Senior forward Bambale Osby scored 16 of his team-high 18 points before halftime, while sophomore Landon Milbourne was active in both halves en route to a career-best 16 points as the Terps scored 80 points for the fourth consecutive game.

“If guys are used to scoring, they can pick up the slack,” Williams said. “If a guy has been scoring four, five points a game for the last three games and you say you have to pick it up, well that’s not going to happen. Guys have to be used to scoring. That’s what is valuable about it. The team you play against can’t just put all their preparation into one guy.”

It happened earlier in the season, when opponents hassled Gist and Vasquez into frustrating nights and the Terps into inexplicable losses. The Yellow Jackets (10-10, 3-4) were not nearly so fortunate, though they were the victim of a surprisingly crucial stretch in the middle of the second half.

Gist and Osby picked up their third fouls back-to-back, and both went to the bench to Williams’ consternation as Maryland nursed a 67-64 lead.

The patchwork lineup featured Vasquez and four freshmen — Adrian Bowie, Braxton Dupree, Cliff Tucker and Shane Walker — and provided Georgia Tech its best chance to finally take its first lead.

Yet the day’s most unanticipated twist was the Terps’ response. Bowie hit a 3-pointer from the corner to spark a 7-0 spurt, and the Maryland kiddie corps prevented the Yellow Jackets from scoring for more than three minutes before the starters returned.

That Maryland could not just sustain its lead but actually expand it without its core group on the court was a surprising development with possible ramifications as the Terps continue their postseason push.

“The biggest thing that happened today was that the bench came in and got that 10-point lead back for us,” Osby said. “That’s huge. That was a big rest for me and James and Landon, and I think that won the game for us.”

But it wasn’t the entire explanation. The Terps led 83-71 with 4:42 left, but the Yellow Jackets unleashed a 13-4 run to tighten it. After Vasquez missed a pair of foul shots, Georgia Tech’s Matt Causey made two with 2.5 seconds left — the second barely banking in to the chagrin of the Yellow Jackets.
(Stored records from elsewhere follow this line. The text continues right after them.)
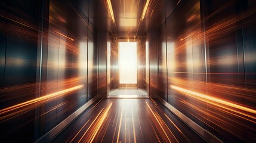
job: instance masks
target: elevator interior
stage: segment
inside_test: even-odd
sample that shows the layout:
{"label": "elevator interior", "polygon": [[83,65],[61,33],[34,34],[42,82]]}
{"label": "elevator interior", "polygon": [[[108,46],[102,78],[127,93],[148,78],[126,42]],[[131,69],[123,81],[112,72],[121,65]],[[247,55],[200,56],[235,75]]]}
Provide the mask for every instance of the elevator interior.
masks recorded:
{"label": "elevator interior", "polygon": [[[0,142],[86,142],[94,130],[82,129],[110,123],[122,127],[103,128],[113,138],[92,136],[256,141],[255,1],[3,0],[0,8]],[[136,84],[120,83],[120,42],[137,42]],[[127,88],[143,99],[109,98]],[[122,113],[129,120],[103,117]],[[129,137],[115,134],[127,135],[122,123]]]}

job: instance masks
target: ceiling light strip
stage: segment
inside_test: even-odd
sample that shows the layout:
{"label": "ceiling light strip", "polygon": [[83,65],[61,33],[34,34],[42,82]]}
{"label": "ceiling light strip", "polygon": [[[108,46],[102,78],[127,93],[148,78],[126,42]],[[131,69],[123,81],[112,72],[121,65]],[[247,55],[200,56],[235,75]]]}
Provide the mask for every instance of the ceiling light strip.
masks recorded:
{"label": "ceiling light strip", "polygon": [[147,7],[149,7],[150,0],[147,0],[147,2],[146,2],[145,7],[143,9],[143,12],[142,13],[142,16],[141,16],[141,21],[143,20],[144,17],[145,17],[146,12],[147,11]]}
{"label": "ceiling light strip", "polygon": [[107,0],[107,4],[109,8],[109,12],[110,13],[111,18],[112,18],[113,22],[115,23],[114,13],[113,12],[112,5],[111,4],[110,0]]}

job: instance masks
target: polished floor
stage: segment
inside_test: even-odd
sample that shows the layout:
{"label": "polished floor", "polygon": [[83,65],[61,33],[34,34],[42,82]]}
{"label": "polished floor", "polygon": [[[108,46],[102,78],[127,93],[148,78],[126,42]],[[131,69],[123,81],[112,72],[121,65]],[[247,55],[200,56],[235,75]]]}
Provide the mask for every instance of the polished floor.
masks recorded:
{"label": "polished floor", "polygon": [[150,99],[103,99],[53,142],[204,142],[162,104]]}
{"label": "polished floor", "polygon": [[148,98],[147,92],[143,89],[115,89],[109,91],[109,98]]}

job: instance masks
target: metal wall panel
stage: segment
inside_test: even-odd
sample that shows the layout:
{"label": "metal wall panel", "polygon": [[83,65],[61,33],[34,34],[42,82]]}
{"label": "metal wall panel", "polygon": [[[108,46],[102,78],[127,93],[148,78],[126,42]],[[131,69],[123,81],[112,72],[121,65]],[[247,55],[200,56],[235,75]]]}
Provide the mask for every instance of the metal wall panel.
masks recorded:
{"label": "metal wall panel", "polygon": [[97,32],[91,22],[88,28],[88,97],[87,101],[97,95]]}
{"label": "metal wall panel", "polygon": [[98,95],[106,98],[107,84],[107,32],[99,31],[98,33]]}
{"label": "metal wall panel", "polygon": [[144,36],[138,38],[138,88],[146,89],[146,39]]}
{"label": "metal wall panel", "polygon": [[[18,5],[16,4],[18,2]],[[0,2],[0,109],[35,97],[37,41],[41,1]],[[1,114],[0,138],[3,142],[32,142],[33,109],[22,116]],[[20,113],[20,112],[19,112]],[[14,138],[13,136],[16,136]],[[27,136],[27,138],[23,138]]]}
{"label": "metal wall panel", "polygon": [[168,102],[224,142],[255,139],[255,4],[181,1],[166,20]]}
{"label": "metal wall panel", "polygon": [[167,101],[167,64],[165,22],[158,31],[158,95]]}
{"label": "metal wall panel", "polygon": [[157,32],[149,32],[149,96],[158,95]]}

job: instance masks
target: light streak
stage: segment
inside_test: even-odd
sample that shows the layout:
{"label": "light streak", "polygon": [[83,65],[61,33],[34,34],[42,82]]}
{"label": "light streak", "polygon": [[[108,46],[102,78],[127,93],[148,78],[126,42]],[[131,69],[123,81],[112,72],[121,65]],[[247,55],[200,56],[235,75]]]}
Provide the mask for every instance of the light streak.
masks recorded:
{"label": "light streak", "polygon": [[[13,106],[11,106],[4,109],[2,109],[0,110],[0,115],[2,116],[3,114],[16,111],[16,112],[15,112],[14,113],[11,113],[11,114],[8,114],[7,115],[2,116],[0,117],[0,120],[3,120],[3,119],[5,119],[7,117],[8,117],[11,116],[14,116],[15,114],[18,114],[20,113],[20,111],[17,111],[17,110],[22,108],[22,107],[27,107],[27,110],[29,110],[31,108],[34,107],[34,106],[33,106],[33,105],[34,104],[43,104],[44,103],[45,101],[49,100],[53,100],[54,98],[55,98],[57,97],[58,97],[59,96],[63,95],[64,94],[67,94],[69,92],[72,92],[79,89],[82,88],[82,87],[84,87],[83,85],[78,85],[76,86],[74,86],[73,88],[68,88],[63,91],[60,91],[58,92],[56,92],[53,94],[50,94],[43,97],[41,97],[32,100],[29,100],[27,101],[26,102],[24,102],[22,103],[20,103],[18,104],[16,104],[15,105]],[[38,105],[38,104],[36,104],[36,105]],[[29,106],[29,107],[28,107]],[[24,109],[23,109],[24,110]],[[21,110],[21,111],[23,111],[23,110]]]}
{"label": "light streak", "polygon": [[143,21],[144,17],[145,17],[145,14],[146,14],[146,13],[147,12],[147,7],[149,7],[149,1],[150,0],[147,0],[147,1],[146,2],[146,4],[145,4],[145,6],[144,7],[143,11],[141,15],[141,21]]}
{"label": "light streak", "polygon": [[109,10],[109,12],[110,13],[111,18],[112,18],[112,21],[113,23],[115,23],[115,17],[114,17],[114,13],[113,12],[113,8],[112,8],[112,5],[111,4],[111,1],[110,0],[106,0],[107,8]]}
{"label": "light streak", "polygon": [[122,125],[122,119],[123,116],[123,111],[124,111],[124,104],[122,107],[122,111],[121,111],[121,116],[120,117],[120,123],[119,123],[119,126],[118,128],[118,138],[116,139],[116,143],[118,143],[119,139],[119,135],[120,135],[120,129],[121,129],[121,125]]}
{"label": "light streak", "polygon": [[[189,95],[189,96],[192,96],[196,99],[198,99],[199,100],[203,101],[205,101],[206,102],[208,103],[211,103],[214,105],[217,105],[218,107],[222,107],[224,108],[227,108],[229,109],[229,110],[231,110],[232,111],[236,112],[237,113],[246,116],[247,117],[251,117],[252,119],[256,119],[256,117],[255,116],[251,116],[249,114],[248,114],[246,113],[242,113],[240,111],[239,111],[238,110],[233,110],[231,108],[235,108],[238,110],[243,110],[244,111],[246,111],[246,112],[249,112],[252,114],[256,114],[256,110],[246,107],[243,107],[236,104],[234,104],[232,102],[230,102],[224,100],[222,100],[215,97],[210,97],[205,94],[200,94],[196,92],[194,92],[194,91],[189,91],[182,88],[180,88],[174,85],[171,85],[170,86],[171,88],[173,89],[175,89],[177,91],[180,91],[181,92],[183,93],[186,93],[186,95]],[[226,105],[226,106],[229,106],[229,107],[224,107],[223,105],[221,105],[221,104]],[[231,107],[231,108],[230,108]]]}

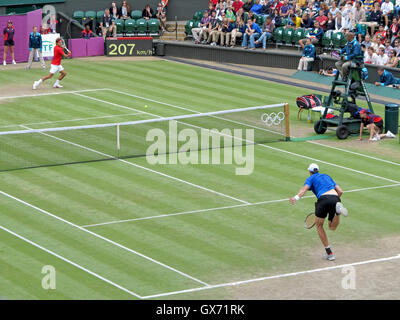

Vasquez then made a free throw with a second left before missing the second. Jeremis Smith’s heave off the rebound was well wide of the basket.

That ensured Maryland would cling to its slim edge. Georgia Tech closed within a possession seven times in the second half but never managed to tie it as the Terps survived to capture their third road game in a month.

“As long as you have the lead, you think you’re going to win,” Williams said. “The other part of that is it’s really hard to battle back a couple times. Teams get tired doing that. They get close but just can’t get over the hump. I’ve been on that side, too. We were tough.”

That part, anyway, was no mystery at all.

Terps report

Yesterday at Alexander Memorial Coliseum in Atlanta

SEEN AND HEARD

There was a moment of unintentional comedy when Bambale Osby fired a line drive shot attempt in the final moments of the first half. Trouble was, 1.5 seconds were left when it landed out of bounds. Osby said he looked up at the clock and thought 0.4 seconds remained when he shot. Instead, there were four seconds remaining. Ultimately, the Yellow Jackets barely missed the ensuing 3-point attempt.

BY THE NUMBERS

.833 Free throw percentage for Maryland forward Osby in the last five games (25-for-30, including 8-for-9 yesterday). The surge from Osby, who shot 62.2 percent at the line before that stretch, coincides with a 4-1 stretch in league play for the Terrapins.

599 Career victories for Maryland coach Gary Williams, whose first chance at No. 600 will come Wednesday at Boston College.